Katastrofa dla Głowackiego, szczęście dla innego Polaka? Możliwa zamiana w walce o pas

Grudniowa walka Krzysztofa Głowackiego (31-2, 19 KO) z Lawrencem Okolie (14-0-, 11 KO) o pas WBO wagi junior ciężkiej została odwołana. Okazuje się, że z Brytyjczykiem może się jednak zmierzyć Michał Cieślak.

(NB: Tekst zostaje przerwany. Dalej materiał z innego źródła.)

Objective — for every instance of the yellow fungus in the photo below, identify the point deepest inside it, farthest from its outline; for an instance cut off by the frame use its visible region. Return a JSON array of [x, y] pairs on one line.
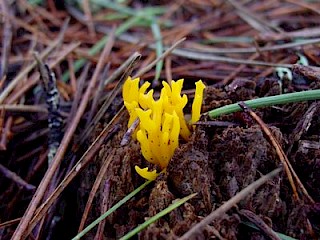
[[197, 102], [161, 121]]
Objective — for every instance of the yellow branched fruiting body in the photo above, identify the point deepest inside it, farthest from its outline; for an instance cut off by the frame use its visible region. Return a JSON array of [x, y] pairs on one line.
[[161, 121], [197, 102]]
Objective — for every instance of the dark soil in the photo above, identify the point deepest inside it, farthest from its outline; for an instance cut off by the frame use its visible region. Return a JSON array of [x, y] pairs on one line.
[[223, 156], [217, 163]]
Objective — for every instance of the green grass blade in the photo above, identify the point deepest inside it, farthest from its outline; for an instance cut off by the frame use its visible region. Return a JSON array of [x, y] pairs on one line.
[[148, 11], [111, 210], [157, 216], [159, 47], [267, 101]]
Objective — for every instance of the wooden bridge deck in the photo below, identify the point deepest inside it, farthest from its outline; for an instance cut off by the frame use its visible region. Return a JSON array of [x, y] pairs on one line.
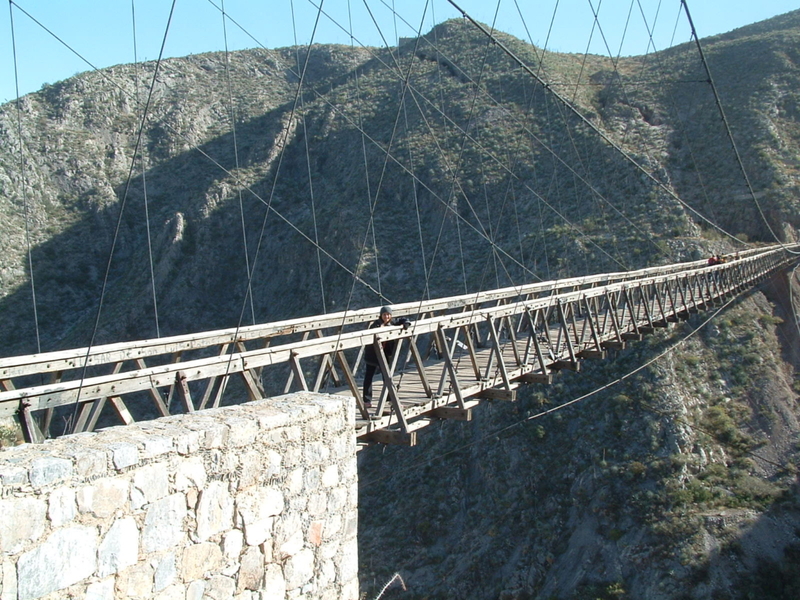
[[457, 351]]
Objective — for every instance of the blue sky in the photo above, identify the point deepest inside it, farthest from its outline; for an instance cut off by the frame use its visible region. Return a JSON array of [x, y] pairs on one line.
[[102, 31]]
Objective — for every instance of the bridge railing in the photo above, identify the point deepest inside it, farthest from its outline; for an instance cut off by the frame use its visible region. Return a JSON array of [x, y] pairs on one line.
[[565, 320]]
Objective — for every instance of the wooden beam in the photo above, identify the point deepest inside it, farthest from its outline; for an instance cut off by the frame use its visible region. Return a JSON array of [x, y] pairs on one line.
[[631, 337], [570, 365], [545, 378], [453, 413], [499, 393], [392, 436], [183, 391]]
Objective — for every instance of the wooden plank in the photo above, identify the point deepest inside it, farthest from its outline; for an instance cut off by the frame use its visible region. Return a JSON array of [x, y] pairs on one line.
[[570, 365], [499, 393], [453, 413], [392, 437], [183, 391], [545, 378]]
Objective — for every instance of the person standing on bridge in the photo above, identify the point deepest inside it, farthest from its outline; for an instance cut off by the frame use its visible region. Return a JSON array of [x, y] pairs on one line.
[[388, 346]]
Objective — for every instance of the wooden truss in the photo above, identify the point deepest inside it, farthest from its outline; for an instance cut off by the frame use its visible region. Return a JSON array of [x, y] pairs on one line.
[[458, 351]]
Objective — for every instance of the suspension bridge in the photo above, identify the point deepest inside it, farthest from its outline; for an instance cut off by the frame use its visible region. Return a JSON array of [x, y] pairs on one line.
[[460, 349]]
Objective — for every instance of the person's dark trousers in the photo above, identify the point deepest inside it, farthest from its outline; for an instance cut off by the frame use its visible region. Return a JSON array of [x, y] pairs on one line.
[[369, 374]]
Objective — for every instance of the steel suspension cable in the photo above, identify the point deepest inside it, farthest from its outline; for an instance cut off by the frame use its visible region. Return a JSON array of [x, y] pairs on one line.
[[143, 161], [548, 147], [728, 131], [121, 213], [308, 170], [232, 108], [591, 125], [24, 182], [682, 129], [193, 145]]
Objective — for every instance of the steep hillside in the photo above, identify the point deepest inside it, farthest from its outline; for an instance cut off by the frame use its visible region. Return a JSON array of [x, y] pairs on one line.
[[440, 167]]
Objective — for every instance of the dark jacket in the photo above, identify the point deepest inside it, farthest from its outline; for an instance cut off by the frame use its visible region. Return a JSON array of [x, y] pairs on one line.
[[389, 346]]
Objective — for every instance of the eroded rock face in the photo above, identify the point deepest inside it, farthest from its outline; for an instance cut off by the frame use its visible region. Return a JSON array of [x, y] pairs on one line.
[[652, 485]]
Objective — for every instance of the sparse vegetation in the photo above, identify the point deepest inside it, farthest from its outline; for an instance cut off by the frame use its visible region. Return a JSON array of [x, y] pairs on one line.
[[664, 484]]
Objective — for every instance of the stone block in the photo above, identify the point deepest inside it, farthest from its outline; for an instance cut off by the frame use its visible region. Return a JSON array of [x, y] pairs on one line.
[[11, 476], [188, 442], [124, 455], [8, 581], [348, 560], [251, 570], [63, 559], [242, 432], [312, 480], [190, 473], [216, 436], [337, 499], [292, 545], [219, 588], [100, 590], [164, 523], [316, 453], [326, 573], [156, 445], [287, 527], [119, 548], [22, 520], [173, 592], [317, 504], [299, 569], [333, 526], [349, 590], [61, 506], [88, 463], [294, 481], [232, 544], [166, 573], [199, 560], [49, 471], [315, 530], [330, 476], [273, 462], [270, 419], [150, 483], [255, 508], [106, 497], [135, 582], [252, 468], [195, 590], [214, 510], [329, 550], [274, 582]]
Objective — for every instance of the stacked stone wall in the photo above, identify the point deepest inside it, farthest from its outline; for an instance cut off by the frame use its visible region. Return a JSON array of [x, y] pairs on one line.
[[253, 502]]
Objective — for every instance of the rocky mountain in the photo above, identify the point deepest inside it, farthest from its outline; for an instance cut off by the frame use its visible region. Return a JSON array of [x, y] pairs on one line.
[[135, 201]]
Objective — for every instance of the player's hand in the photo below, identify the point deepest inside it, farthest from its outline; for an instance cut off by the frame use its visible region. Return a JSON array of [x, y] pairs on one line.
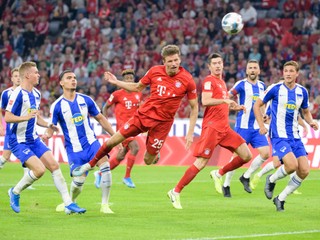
[[54, 128], [2, 132], [189, 141], [263, 130], [314, 125], [108, 76]]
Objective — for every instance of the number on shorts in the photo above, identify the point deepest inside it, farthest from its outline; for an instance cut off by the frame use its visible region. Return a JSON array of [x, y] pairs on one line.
[[157, 143]]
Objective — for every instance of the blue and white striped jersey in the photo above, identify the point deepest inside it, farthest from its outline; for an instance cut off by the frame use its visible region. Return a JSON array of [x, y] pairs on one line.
[[4, 101], [74, 120], [21, 102], [247, 96], [285, 106]]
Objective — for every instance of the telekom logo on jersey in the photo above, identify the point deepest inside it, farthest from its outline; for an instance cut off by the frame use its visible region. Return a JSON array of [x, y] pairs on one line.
[[161, 90]]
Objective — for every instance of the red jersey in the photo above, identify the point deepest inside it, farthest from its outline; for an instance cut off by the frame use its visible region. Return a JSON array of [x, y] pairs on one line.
[[217, 116], [126, 104], [166, 92]]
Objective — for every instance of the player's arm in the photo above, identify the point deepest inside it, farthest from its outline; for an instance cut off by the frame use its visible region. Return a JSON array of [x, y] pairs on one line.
[[9, 117], [192, 121], [105, 123], [258, 115], [129, 86], [43, 123], [105, 109], [308, 118], [2, 132]]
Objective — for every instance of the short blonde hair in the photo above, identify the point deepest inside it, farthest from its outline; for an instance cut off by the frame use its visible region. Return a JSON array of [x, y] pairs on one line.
[[14, 70], [26, 66]]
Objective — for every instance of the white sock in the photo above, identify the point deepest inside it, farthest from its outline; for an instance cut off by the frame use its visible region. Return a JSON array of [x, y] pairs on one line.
[[106, 182], [256, 163], [280, 173], [76, 187], [293, 184], [25, 182], [61, 186], [228, 178], [267, 168]]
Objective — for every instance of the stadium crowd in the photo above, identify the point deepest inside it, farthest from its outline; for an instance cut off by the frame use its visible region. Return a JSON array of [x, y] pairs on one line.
[[91, 36]]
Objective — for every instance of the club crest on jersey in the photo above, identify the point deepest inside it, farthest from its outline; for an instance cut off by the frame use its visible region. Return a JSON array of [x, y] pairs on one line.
[[77, 119], [290, 106], [255, 97], [178, 84]]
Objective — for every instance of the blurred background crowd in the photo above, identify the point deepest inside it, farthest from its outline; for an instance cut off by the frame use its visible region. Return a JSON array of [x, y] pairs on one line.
[[92, 36]]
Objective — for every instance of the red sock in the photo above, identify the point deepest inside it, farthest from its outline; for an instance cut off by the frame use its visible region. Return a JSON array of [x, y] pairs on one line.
[[130, 161], [190, 174], [232, 165], [103, 151], [113, 163]]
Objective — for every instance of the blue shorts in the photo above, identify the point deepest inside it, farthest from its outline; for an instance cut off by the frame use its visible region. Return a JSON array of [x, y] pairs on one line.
[[6, 143], [77, 159], [253, 137], [282, 146], [23, 151]]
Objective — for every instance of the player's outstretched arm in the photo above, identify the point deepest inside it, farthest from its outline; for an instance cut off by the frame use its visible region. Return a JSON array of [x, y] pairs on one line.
[[129, 86], [192, 121]]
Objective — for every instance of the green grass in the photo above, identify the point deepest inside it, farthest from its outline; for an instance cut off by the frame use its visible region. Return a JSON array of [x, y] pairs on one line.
[[146, 212]]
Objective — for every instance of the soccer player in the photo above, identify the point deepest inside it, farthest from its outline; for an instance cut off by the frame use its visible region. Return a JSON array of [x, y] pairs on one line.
[[169, 83], [215, 131], [3, 104], [287, 99], [126, 104], [22, 117], [72, 111], [247, 91]]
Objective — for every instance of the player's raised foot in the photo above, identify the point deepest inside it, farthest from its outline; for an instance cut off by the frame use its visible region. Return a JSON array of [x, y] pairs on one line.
[[2, 164], [14, 200], [269, 187], [97, 179], [128, 182], [246, 183], [254, 182], [60, 207], [217, 181], [226, 191], [79, 171], [74, 208], [105, 208], [296, 192], [157, 158], [175, 199], [279, 204]]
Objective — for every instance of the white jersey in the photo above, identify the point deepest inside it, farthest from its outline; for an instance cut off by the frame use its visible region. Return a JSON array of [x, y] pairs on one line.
[[285, 107], [74, 120], [22, 102], [247, 93]]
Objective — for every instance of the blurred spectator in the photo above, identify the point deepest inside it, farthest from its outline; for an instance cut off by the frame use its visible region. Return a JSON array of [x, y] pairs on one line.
[[249, 14]]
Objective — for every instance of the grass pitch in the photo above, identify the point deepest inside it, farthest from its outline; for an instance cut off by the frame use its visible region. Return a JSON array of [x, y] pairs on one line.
[[146, 212]]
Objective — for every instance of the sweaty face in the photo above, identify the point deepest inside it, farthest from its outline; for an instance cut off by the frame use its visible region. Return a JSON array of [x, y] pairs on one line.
[[172, 64], [290, 74], [253, 71], [216, 66], [69, 81], [15, 78]]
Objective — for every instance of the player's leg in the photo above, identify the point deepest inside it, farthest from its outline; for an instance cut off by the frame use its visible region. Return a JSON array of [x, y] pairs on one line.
[[106, 182], [131, 157], [60, 182], [37, 169]]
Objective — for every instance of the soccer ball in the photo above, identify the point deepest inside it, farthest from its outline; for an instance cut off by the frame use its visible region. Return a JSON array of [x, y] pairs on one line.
[[232, 23]]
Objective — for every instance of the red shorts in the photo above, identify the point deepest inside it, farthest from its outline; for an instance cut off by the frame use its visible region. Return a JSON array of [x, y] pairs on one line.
[[157, 131], [210, 138]]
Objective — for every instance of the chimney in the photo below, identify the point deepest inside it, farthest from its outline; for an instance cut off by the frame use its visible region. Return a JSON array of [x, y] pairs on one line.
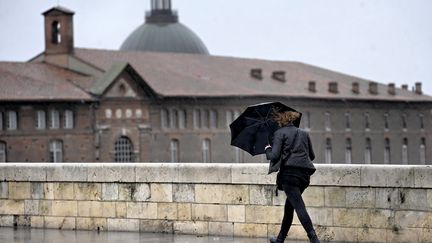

Krzysztof Głowacki i Lawrence Okolie mieli zaboksować 12 grudnia przed walką Anthony Joshua kontra Kubrat Pulew. Niestety, Polak wypadł z rozpiski, bo miał pozytywny wynik podczas testu na obecność COVID-19. - Dla Głowackiego to jest katastrofa. Czekał na walkę półtora roku. Procesowaliśmy się o tę walkę z WBO. Mieliśmy wynajętych nowojorskich adwokatów, którzy latali na sprawę do Portoryko. W jego przypadku każde kolejne przygotowania przebiegają coraz trudniej, ma swoje lata, jego organizm jest wyeksploatowany - mówi promotor Andrzej Wasilewski. Grupa Matchroom Boxing szuka nowego rywala dla Brytyjczyka. Być może zostanie nim Michał Cieślak.

Zobacz wideo Bezsensowny werdykt walki Tyson - Jones! Zwycięzca tylko jeden. "Sędzia się zdyskwalifikował"

Cieślak za Głowackiego?

Sytuacja jest o tyle nietypowa, że w sobotę 5 grudnia Michał Cieślak (19-1, 13 KO) skrzyżuje rękawice z Taylorem Mabiką. (19-6-2, 10 KO) na gali Polsat Boxing Night. Polak jest faworytem. Jeśli gładko wygra i nie odniesie poważnej kontuzji, to - zdaniem Mateusza Borka - może zastąpić Głowackiego na gali w Anglii.

Cieślak to obok Krzysztofa Włodarczyka i Krzysztofa Głowackiego najlepszy polski pięściarz wagi junior ciężkiej. W styczniu Ilunga Junior Makabu pokonał Cieślaka w walce o mistrzostwo świata, ale Polak pokazał się z dobrej strony.